Heh, probably something very simple, but I've been following the instructions at https://forums.gentoo.org/viewtopic-t-324500-highlight-klips.html to set up a VPN server, however when I start the l2tp daemon, it doesn't appear to be listening on port 1701 (or any port for that matter, checked this using both nmap and telnet).

All my config files match up with the ones in that howto. Any suggestions? (Or any additional info needed? I'm running on the ~x86 build, so versions match up with the current ~packages).

----------

## dashnu

l2tpd is udp. try nmap -sU localhost

----------

## ravenq

*nod* I've tried that already dashnu, it still doesn't come up, although ports 4500 and 500 are both open in UDP.

----------

## dashnu

hmm tail your log file to see what it says on start up .. then paste it here.

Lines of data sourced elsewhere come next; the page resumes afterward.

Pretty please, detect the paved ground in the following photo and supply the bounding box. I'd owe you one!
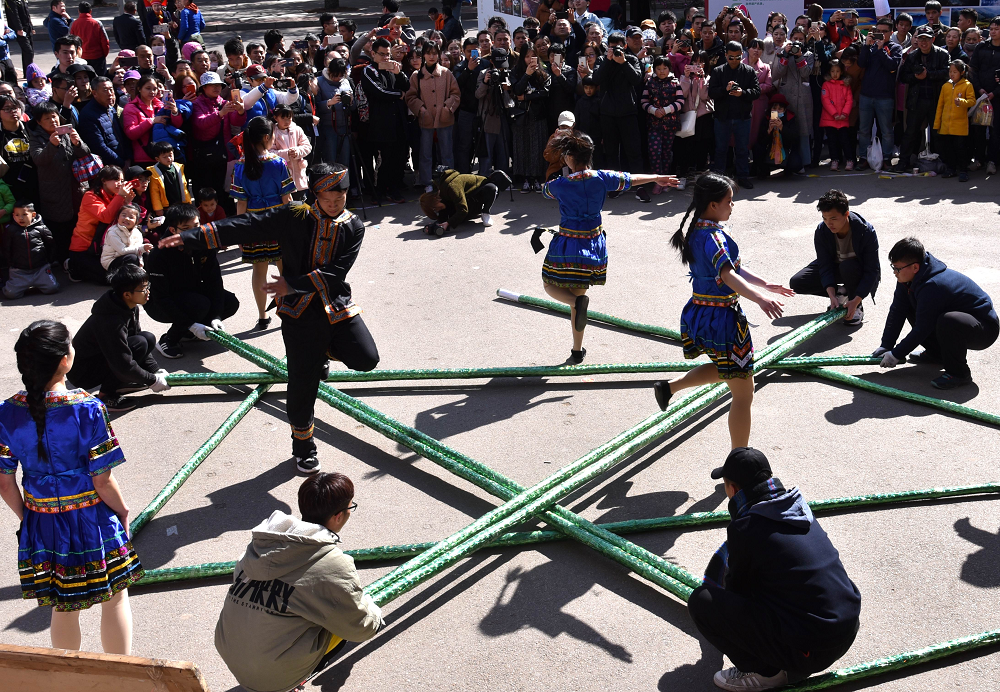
[0,168,1000,692]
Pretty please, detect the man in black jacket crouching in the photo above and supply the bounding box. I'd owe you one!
[688,447,861,690]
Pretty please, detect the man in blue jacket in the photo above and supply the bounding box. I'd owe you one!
[80,77,129,169]
[788,190,882,327]
[858,18,903,171]
[872,238,1000,389]
[688,447,861,690]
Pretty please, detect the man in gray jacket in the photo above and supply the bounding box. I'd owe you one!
[215,473,384,692]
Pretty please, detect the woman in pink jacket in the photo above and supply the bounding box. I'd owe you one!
[819,60,854,171]
[406,41,462,192]
[271,105,312,197]
[122,75,184,164]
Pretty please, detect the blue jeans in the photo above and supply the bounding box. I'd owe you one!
[712,117,751,178]
[420,127,455,185]
[858,96,896,166]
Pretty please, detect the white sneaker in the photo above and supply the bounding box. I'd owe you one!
[712,666,788,692]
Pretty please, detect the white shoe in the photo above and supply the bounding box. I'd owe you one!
[712,666,788,692]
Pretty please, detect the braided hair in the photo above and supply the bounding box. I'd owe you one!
[14,320,70,459]
[670,173,736,264]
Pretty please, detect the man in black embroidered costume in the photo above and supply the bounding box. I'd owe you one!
[160,164,379,474]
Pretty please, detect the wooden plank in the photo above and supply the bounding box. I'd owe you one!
[0,644,208,692]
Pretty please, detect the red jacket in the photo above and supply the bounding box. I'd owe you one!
[819,79,854,129]
[69,12,110,60]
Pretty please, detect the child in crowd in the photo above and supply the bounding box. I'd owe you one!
[146,142,191,216]
[101,204,153,269]
[642,55,684,195]
[934,60,976,183]
[24,63,52,107]
[0,201,60,299]
[195,187,226,226]
[819,60,855,171]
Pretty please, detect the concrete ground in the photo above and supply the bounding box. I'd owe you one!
[0,165,1000,692]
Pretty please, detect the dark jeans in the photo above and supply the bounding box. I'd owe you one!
[712,118,752,178]
[281,306,379,458]
[906,312,1000,377]
[67,332,160,397]
[146,288,240,345]
[688,586,858,679]
[788,257,864,299]
[69,250,108,286]
[601,114,642,173]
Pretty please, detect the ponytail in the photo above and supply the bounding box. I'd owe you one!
[14,320,70,459]
[670,173,736,265]
[243,116,274,180]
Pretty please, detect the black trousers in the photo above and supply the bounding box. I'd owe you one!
[281,305,379,458]
[67,332,160,397]
[69,250,108,286]
[601,114,643,173]
[688,586,858,679]
[906,312,1000,377]
[788,257,863,300]
[146,289,240,344]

I use syslog-ng and my log for that is in syslog i think.

----------

## ravenq

These are the only lines my log file (/var/log/messages) has logged regarding l2tpd:

Jul 14 01:53:11 Xi l2tpd[11145]: This binary does not support kernel L2TP.

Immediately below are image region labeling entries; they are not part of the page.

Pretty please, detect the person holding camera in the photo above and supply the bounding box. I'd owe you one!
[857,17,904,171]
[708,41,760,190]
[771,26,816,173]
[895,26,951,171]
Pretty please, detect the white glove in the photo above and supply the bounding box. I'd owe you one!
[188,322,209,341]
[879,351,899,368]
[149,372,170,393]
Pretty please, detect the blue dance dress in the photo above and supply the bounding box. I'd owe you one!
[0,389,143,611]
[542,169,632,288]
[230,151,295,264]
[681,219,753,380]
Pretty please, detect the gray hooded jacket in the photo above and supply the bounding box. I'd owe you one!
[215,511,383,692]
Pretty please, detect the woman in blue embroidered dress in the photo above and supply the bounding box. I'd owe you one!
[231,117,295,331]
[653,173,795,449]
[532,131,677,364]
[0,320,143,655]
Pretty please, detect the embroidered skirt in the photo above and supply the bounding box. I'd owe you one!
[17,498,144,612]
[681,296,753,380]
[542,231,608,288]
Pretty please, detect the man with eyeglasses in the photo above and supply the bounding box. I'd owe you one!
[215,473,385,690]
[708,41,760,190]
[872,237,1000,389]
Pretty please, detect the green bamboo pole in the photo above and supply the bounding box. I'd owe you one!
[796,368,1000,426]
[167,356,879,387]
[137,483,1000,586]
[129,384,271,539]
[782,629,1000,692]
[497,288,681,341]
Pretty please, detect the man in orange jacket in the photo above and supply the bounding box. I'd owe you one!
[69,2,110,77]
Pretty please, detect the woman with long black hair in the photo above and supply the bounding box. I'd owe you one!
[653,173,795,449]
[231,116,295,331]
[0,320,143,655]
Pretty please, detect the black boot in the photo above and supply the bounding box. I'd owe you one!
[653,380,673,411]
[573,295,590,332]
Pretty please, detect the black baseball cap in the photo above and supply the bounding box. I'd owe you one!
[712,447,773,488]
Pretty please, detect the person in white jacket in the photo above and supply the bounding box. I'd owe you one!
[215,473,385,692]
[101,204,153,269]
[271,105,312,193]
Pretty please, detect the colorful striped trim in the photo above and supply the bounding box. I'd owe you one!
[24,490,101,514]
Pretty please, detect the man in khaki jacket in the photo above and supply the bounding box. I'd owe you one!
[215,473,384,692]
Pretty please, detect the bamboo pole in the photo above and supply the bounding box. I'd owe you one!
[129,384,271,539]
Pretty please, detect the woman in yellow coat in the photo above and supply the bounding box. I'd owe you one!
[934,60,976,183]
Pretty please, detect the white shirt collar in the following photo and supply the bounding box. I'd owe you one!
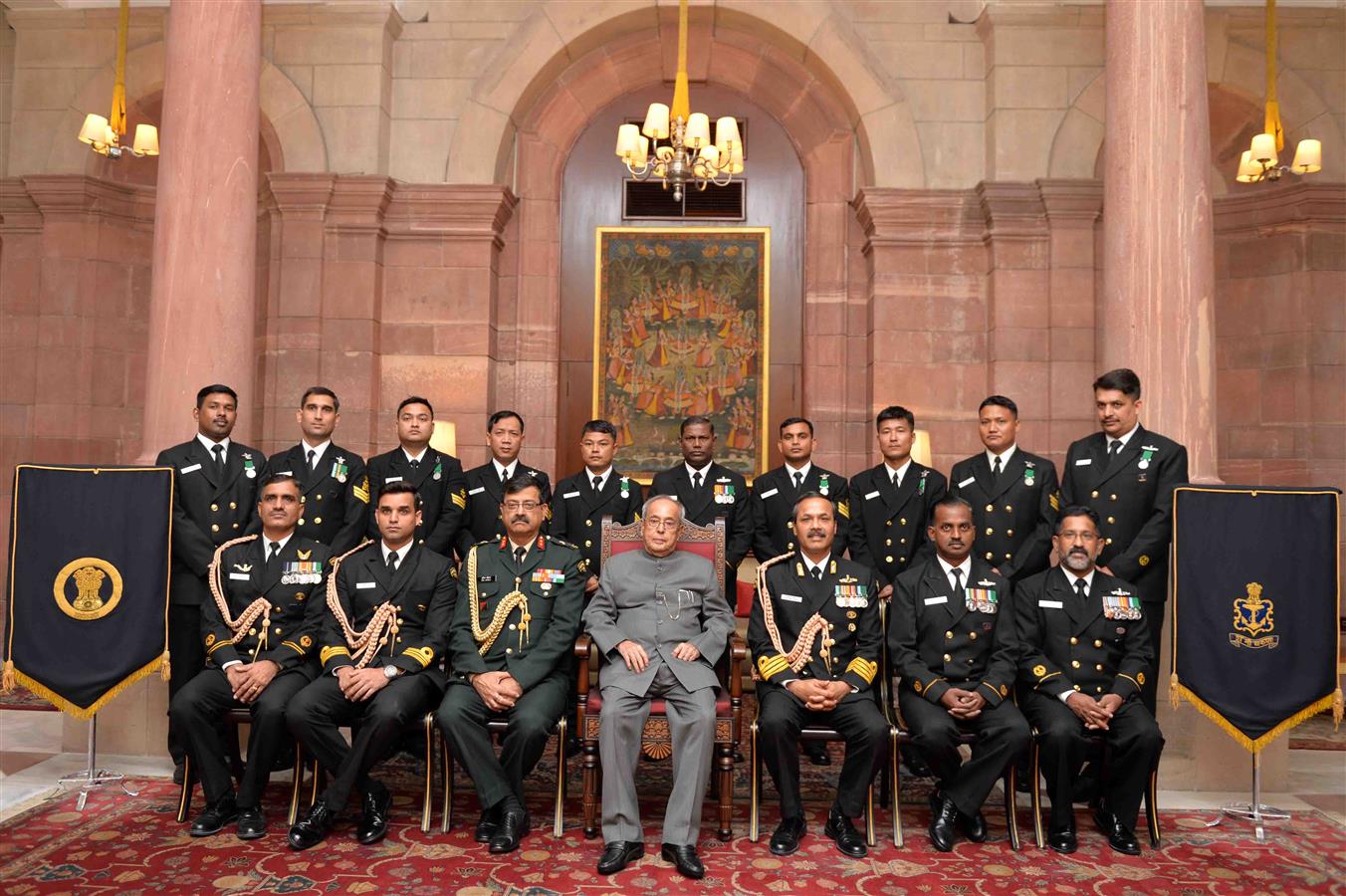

Jul 14 01:53:11 Xi l2tpd[11146]: l2tpd version 0.69 started on Xi PID:11146

Jul 14 01:53:11 Xi l2tpd[11146]: Linux version 2.6.12-gentoo-r4 on a i686, listening on IP address 192.168.0.1, port 1701

----------

## ravenq

Also, as a side note, I don't have a /var/log/secure log file, which seems to be where most IPSec messages are supposed to go. Could that be part of the problem? Or a side effect of another one?

----------

## dashnu

try this version net-dialup/l2tpd-0.70_pre20031121 

Lets not worry about the logs..

----------

## ravenq

That's the version I'm using already.

----------

## ravenq

*frowns* Just realised, the logs are stating a different version, aren't they? That's odd... in any case, doing an 'emerge search l2tpd' confirms that I do in fact have 0.70_pre20031121 installed.

----------

## dashnu

i have no idea what is going on.. I would make sure your cflags are ok and remove it and remerge it.

----------